30/08/2006

The Psychedelic Furs Atacam na Figueira da Foz

Num destes dois invernos foi: 1987 ou 1989.
Ao contrário do inverno, tenho a certeza do sítio: era na Figueira da Foz, a mais bela cidade do mundo.
Do meu mundo.
Já então eu anoitecia gravemente.
Uma noite, fui a um bar a cujo balcão pontificava um homem chamado Gervásio.
Passavam vídeos para dar à coisa um ambiente.
Level 42, Men without Hats, Living in a Box, filarmónicas dessas.
A minha vida suspendeu-se quando passaram The Psychedelic Furs.
Apercebi-me logo da perfeição do momento.
O cantor olhava-se, a um espelho de camarim, numa manhã de Agosto de 2006.
Eu tinha tão pouca idade, que lembrava o mesmo.
Tudo o que comecei, fi-lo cedo.
Tudo o que acabei, acabei-o mais cedo ainda.
Eu tinha uma morte no cadastro.
Levava-a comigo para todo o lado, sobretudo a sítios garantidos por homens-gervásios.
Da sala de entrada, descia-se por três degraus para um reservado.
A uma dessas mesas, um gajo e duas gajas mantinham um pequeno comércio estupefaciente.
Seriam da minha idade.
Paguei-lhes três, quatro rodadas.
Depois, mais duas, três.
Entorpeci-lhes, sem querer, o comércio.
O tipo tornou-se gentil.
Que, se eu quisesse, me não faltaria nada, nunca, na vida.
Ele queria dizer – na noite.
Mas disse – na vida.
Isto demonstra a loucura da gentileza.
Uma das gajas aluiu de gin como uma pilha de roupa.
A outra pôs-se-me ondulante como uma medusa.
Disse-me assim a boca tónica dela:
– Se eu quisesse, comia-te.
Disse-lhe eu assim:
– Se me comeres, depois tens de me cagar.
O tipo desatou-se a rir.
Ela, nem tanto.
O bar só devia ter uma cassete, porque passado um bocado o cantor tinha voltado ao camarim.
O tipo teve de arrastar embora as duas gajas.
Eu fiquei na minha glória.
Tropecei de música (e de glória) até ao balcão, onde Gervásio, sorrindo sempre, controlava a indústria.
O relógio rarefizera a clientela.
Sobravam alguns espécimenes quarentões.
Eles, hoje, havendo sobrevivido a tanta curtição de psicadélicas peles, terão sessentas e tais.
Isso é estranho, isso é assim.
Uma das possibilidades é nunca me ter vindo embora.
Outra é recordar o regresso.
Só não posso determinar o aonde de qual regresso.
Eu acho que ando a fazer como o cantor.
Que o inverno, não importa o ano, é um camarim a que se acede por três degraus, descendo sempre.

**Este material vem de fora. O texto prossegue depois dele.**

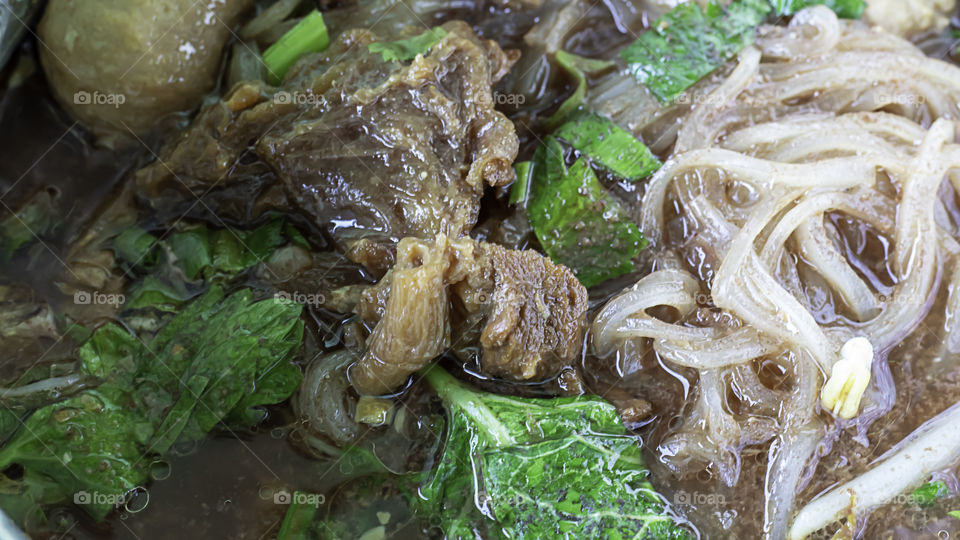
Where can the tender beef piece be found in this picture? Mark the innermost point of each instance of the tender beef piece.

Caramulo, manhã de 30 de Agosto de 2006

6 comentários:

Anónimo disse...

bonito.

Paula Sofia

Maria Carvalho disse...

É isso mesmo! Fantástico. Adorei. Começo a repetir-me um bocado demais. Mas eu sou exagerada mesmo. Em tudo.

Daniel Abrunheiro disse...

eu também exagero o meu bocadito.

Maria Carvalho disse...

Eu sei.

Anónimo disse...

Tem passagens sublimes, como de costume. Como vivem os que não exageram?

Mónica (em Campanhã) disse...

vim no trilho dos Psychadelic Furs e gostei muito do que li.